At first, Pence was emboldened by such nonsense. He went on ABC’s “This Week” and told George Stephanopoulos, “We’re not going to change the law, OK?”

That was Sunday, March 29.

By Tuesday, March 31, Pence had learned that hardly anybody in Indiana cares what a bunch of Republican presidential yahoos believe.

Hoosiers cared that thousands of people were threatening to boycott their state. Social injustice turns out to be bad for business. So Pence said he wanted the law changed. Fast. On Thursday, April 2, the Legislature changed the law, and Pence enacted it the same day.

“In the midst of this furious debate, I have prayed earnestly for wisdom and compassion,” Pence said.

I don’t know whether Pence got either, but he did get a kick in the teeth to his presidential hopes. Where did this leave Bush, Cruz, Rubio and the others?

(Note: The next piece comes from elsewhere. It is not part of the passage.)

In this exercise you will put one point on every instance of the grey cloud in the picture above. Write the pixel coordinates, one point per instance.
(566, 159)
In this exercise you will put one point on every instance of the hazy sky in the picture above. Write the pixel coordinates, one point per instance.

Looking craven and foolish, that’s where.

No doubt they will get several chances to redeem themselves in the months ahead.

But if they are still searching for Bible verses with which to woo the religious right, I suggest they start with this one: “You shall love your neighbor as yourself.”

And if someone asks them to pop another poison pill, they should just say no.